The Princess Royal and First Minister Carwyn Jones - president of the event - were among the dignitaries at the trials at Redlands Farm, Bonvilston.Tradition
Mr Owen, who farms at Llanarthne, Carmarthenshire, said the standard of competition had risen dramatically over the years.
He said a world sheepdog event taking place every four years now attracts entrants from more than 20 countries, but the annual contest of the four home nations was still seen as the pinnacle.
Mr Owen, a familiar face on BBC TV's One Man and His Dog, said the growing number of overseas visitors were keen to learn from their British hosts and return home with more than just a few tips.
"Many of them will be looking for dogs to take back home with them," he said.
"Some of these countries have no tradition of using sheepdogs but it is something they're increasingly interested in adopting."

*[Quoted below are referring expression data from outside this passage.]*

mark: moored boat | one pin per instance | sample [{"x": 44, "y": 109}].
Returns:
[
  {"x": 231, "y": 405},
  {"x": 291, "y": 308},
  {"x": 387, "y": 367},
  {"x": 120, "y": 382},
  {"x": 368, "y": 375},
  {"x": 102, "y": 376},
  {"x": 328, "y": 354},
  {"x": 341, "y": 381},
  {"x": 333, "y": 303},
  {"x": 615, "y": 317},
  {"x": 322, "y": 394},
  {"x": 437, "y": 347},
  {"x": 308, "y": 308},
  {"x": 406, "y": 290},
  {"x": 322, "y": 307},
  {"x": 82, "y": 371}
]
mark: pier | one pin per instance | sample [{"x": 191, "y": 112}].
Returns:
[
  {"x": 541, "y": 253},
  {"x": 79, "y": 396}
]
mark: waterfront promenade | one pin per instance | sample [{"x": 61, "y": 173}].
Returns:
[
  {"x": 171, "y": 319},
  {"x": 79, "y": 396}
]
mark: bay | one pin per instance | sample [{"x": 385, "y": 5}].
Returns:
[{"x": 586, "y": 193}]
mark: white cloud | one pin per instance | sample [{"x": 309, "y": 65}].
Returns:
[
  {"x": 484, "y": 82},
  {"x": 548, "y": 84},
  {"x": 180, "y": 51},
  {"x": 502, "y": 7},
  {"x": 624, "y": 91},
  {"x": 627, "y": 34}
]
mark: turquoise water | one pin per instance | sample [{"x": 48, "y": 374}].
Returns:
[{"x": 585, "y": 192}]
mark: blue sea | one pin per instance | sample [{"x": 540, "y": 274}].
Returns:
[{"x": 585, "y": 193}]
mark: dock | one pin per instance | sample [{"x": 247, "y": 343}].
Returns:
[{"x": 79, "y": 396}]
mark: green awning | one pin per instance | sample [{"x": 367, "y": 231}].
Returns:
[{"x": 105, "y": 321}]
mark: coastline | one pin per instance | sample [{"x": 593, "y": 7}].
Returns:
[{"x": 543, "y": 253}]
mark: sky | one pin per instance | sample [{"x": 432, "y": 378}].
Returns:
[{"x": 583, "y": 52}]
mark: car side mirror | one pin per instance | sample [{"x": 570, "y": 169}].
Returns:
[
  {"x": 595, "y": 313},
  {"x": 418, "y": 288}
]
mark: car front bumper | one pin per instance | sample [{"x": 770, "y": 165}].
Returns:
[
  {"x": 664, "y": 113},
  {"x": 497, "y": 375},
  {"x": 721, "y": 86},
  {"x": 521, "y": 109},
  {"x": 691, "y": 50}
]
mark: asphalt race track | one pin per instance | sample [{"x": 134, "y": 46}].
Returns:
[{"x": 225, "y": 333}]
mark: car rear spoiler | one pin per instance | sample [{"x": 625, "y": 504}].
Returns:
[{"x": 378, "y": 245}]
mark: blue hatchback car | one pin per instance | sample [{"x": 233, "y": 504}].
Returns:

He stressed that all entrants were working dogs and evidence of a thriving branch of farming where the advances of modern technology had their limits.
"Everyone thought quad bikes would take over but they can't access the mountains," he said.
The Princess Royal flew in for the opening day and presented honours to the oldest and youngest trials competitors.
Mr Jones, who is president of the trials, visited in the afternoon.
There was an award for the oldest competitor, John Templeton, of Fenwick in Ayrshire, who has been trialling for 64 years and been a member of the Scottish team for a record 38 years.
The trials continue until Saturday.
The main attraction will be the crowning of a new supreme champion dog and handler.
There will also be a competition for young handlers and an international brace championship for handlers working with two dogs. This year's event will also include a food and country festival.
The Welsh team will be led by farmer Arthur Roberts, from Pentrefoelas, Conwy, and his dog Chip.
Mr Roberts has only missed one international since 1974, when he was best man at a friend's wedding.